Cuándo se opera y cuándo no
Esta es la decisión más importante de todo el proceso, y se toma antes de cualquier discusión sobre técnica quirúrgica.
Indicaciones para operar
- Dolor que no responde al manejo médico bien indicado y bien sostenido.
- Lesiones profundas que comprometen intestino, vejiga o uréteres.
- Endometriomas de tamaño significativo, que crecen o que generan síntomas.
- Factor de infertilidad que la cirugía puede corregir.
- Obstrucción ureteral o intestinal, que es una indicación clara e independiente del dolor.
Cuándo operar no es la respuesta
Si el componente principal del dolor es muscular o neuropático —contractura del piso pélvico, puntos gatillo, nervios sensibilizados— la cirugía no lo va a mejorar. Es la razón por la que algunas pacientes llegan con una o dos cirugías previas y el dolor intacto: se resecó lo que se veía, pero el dolor no venía de ahí.
Distinguirlo requiere un examen físico dirigido antes de programar cualquier cirugía. Ese componente tiene su propio tratamiento.
Planear antes de operar
En cirugía de endometriosis, la calidad del resultado se define en buena medida antes de entrar a quirófano. La ecografía de mapeo permite saber:
- Dónde están las lesiones y qué tan profundo infiltran.
- Si hay compromiso del recto, y a qué distancia del margen anal.
- Si hay compromiso de vejiga o de uréteres.
- Qué especialistas se necesitan en la sala: coloproctología, urología.

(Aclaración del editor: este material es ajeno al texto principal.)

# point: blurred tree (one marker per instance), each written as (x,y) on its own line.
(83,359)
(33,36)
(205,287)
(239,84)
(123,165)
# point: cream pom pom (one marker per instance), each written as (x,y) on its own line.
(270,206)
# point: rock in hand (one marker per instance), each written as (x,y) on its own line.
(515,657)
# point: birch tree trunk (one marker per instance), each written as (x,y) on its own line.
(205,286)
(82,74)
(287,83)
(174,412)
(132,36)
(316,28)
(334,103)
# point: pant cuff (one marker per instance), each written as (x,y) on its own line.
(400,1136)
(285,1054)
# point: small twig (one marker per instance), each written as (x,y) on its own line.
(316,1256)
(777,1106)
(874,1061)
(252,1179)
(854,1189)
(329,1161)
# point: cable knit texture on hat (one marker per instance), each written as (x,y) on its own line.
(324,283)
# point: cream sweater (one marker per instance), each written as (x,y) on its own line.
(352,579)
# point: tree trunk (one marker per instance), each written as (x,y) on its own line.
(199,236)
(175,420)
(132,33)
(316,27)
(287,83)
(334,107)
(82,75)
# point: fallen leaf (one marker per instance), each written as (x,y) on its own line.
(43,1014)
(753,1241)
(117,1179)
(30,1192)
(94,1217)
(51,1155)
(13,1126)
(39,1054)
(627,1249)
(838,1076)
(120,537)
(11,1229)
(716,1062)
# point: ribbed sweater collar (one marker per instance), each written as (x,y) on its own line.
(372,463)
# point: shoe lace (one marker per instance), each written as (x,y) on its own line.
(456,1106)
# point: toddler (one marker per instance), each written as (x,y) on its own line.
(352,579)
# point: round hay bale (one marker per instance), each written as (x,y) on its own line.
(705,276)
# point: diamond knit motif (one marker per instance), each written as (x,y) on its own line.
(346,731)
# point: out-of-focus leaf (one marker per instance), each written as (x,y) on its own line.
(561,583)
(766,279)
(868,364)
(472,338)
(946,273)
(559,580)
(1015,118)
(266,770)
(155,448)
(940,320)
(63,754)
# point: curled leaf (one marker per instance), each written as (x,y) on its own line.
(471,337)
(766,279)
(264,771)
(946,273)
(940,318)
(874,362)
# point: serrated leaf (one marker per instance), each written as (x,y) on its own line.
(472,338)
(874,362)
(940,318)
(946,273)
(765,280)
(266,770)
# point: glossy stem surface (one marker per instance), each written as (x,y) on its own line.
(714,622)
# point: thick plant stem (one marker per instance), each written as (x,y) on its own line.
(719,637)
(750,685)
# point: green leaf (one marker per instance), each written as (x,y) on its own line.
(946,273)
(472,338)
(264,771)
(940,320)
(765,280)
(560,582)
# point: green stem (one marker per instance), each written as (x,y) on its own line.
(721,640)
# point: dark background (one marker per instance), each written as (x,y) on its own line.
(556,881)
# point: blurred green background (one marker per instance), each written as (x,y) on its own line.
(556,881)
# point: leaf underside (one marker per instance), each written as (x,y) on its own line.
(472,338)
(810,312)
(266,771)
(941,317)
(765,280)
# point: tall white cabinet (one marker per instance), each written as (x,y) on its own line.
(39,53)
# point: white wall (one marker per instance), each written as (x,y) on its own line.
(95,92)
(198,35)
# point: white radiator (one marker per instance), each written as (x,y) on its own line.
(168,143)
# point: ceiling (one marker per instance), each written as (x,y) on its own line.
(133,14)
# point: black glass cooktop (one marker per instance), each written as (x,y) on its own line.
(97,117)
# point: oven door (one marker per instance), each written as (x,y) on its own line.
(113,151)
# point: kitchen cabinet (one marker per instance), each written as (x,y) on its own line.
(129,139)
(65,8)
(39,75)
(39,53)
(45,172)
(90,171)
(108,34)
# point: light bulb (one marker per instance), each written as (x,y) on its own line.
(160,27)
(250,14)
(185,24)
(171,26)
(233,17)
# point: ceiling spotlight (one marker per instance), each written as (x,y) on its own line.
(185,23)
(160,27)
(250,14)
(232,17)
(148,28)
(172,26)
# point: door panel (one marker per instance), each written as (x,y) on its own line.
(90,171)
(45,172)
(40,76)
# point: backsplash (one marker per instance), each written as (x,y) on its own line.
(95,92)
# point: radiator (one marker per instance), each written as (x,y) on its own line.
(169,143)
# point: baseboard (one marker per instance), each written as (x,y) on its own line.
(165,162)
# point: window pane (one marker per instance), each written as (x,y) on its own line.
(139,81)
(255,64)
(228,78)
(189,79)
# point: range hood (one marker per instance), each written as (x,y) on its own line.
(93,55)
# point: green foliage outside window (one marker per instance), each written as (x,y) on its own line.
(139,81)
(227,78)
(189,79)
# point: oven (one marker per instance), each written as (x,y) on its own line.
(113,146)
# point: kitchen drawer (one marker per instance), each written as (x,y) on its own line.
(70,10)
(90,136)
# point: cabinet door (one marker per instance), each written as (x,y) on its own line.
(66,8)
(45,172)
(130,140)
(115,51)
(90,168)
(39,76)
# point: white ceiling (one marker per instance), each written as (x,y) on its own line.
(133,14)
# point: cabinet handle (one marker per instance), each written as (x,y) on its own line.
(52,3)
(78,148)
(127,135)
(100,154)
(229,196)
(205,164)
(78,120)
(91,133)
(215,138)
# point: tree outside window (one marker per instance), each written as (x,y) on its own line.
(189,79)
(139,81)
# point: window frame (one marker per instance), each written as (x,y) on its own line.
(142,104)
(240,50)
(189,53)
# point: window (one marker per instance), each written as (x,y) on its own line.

- Cuánto va a durar realmente la cirugía.
Operar sin ese mapa es la causa más frecuente de resección incompleta. Y una resección incompleta significa dolor que persiste y una probabilidad alta de reintervención.
Qué significa "resección completa"
No todas las cirugías de endometriosis son equivalentes, aunque en el informe se llamen igual.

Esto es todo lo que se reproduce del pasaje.